La cinquième et dernière étape est repérer «l’acte» ou «le geste». Certains individus ne veulent tout simplement pas s’engager, point à la ligne. Alors, ils s’abstiennent. Ils font des pieds et des mains pour éviter d’avoir à affronter un problème et à le résoudre. Déjà, dans votre enfance, vous avez remarqué ces individus, puisque ce défaut du caractère se manifeste généralement assez tôt dans la vie d’un individu. Le dauphin n’est cependant pas de ce groupe. Le penseur dauphin est, dans tous les sens du mot, un « réalisateur », c’est-à-dire un pragmatiste.

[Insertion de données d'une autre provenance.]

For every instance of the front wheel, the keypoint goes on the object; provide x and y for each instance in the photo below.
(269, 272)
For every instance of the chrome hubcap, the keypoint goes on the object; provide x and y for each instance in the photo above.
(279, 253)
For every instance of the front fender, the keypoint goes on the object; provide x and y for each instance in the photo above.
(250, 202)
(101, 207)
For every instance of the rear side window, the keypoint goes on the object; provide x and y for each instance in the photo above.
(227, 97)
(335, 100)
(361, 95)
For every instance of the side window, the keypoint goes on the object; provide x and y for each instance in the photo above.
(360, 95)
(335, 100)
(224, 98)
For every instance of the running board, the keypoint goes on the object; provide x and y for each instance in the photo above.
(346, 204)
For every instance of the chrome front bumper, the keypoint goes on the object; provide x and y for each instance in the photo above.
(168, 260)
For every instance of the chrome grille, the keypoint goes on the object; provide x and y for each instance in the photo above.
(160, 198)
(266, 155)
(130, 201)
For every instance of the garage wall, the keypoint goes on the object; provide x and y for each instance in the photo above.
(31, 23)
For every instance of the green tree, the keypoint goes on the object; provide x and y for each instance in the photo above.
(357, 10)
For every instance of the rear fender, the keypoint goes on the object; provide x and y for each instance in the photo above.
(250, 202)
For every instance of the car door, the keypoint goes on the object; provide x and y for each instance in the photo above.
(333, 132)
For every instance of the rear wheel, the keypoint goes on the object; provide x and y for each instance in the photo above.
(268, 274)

S’il y a un élément incontournable à la base de la personnalité du dauphin, c’est la certitude qu’il y a un monde réel autour de nous et qu’il vaut mieux s’en préoccuper.

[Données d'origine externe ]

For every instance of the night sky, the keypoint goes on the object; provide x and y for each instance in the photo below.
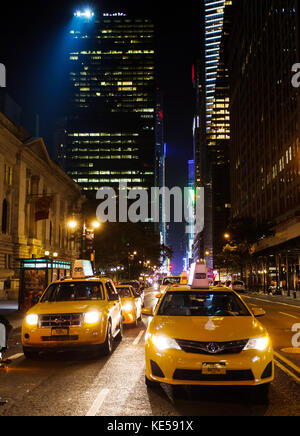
(32, 49)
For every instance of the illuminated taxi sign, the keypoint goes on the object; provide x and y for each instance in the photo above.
(84, 14)
(183, 278)
(82, 269)
(198, 276)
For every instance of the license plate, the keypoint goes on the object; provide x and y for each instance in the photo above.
(60, 332)
(214, 369)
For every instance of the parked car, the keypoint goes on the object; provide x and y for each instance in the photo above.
(238, 286)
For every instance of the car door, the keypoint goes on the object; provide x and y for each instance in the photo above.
(114, 305)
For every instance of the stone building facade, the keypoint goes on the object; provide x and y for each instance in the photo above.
(26, 174)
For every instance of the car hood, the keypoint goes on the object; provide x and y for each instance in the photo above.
(67, 307)
(206, 329)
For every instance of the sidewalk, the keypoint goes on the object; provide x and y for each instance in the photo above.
(9, 309)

Ainsi, le futur continuera de nous surprendre et les choses vont devenir de plus en plus étranges. La meilleure façon de tenir le coup est de continuer de développer nos compétences en matière de « bond dauphin » pour repérer et préparer le prochain acte ou geste correct, intelligent et bon à accomplir. Rien ne le fait mieux que l’esprit dauphin
L’élan du dauphin par Dudley Lynch, publié aux Éditions de l’Homme
216 pages
ISBN : 978-2-7619-3715-3
Date de parution : 14 août 2013
26,95$
Pour en savoir davantage, visitez les Éditions de l’Homme (L’Élan et le dauphin)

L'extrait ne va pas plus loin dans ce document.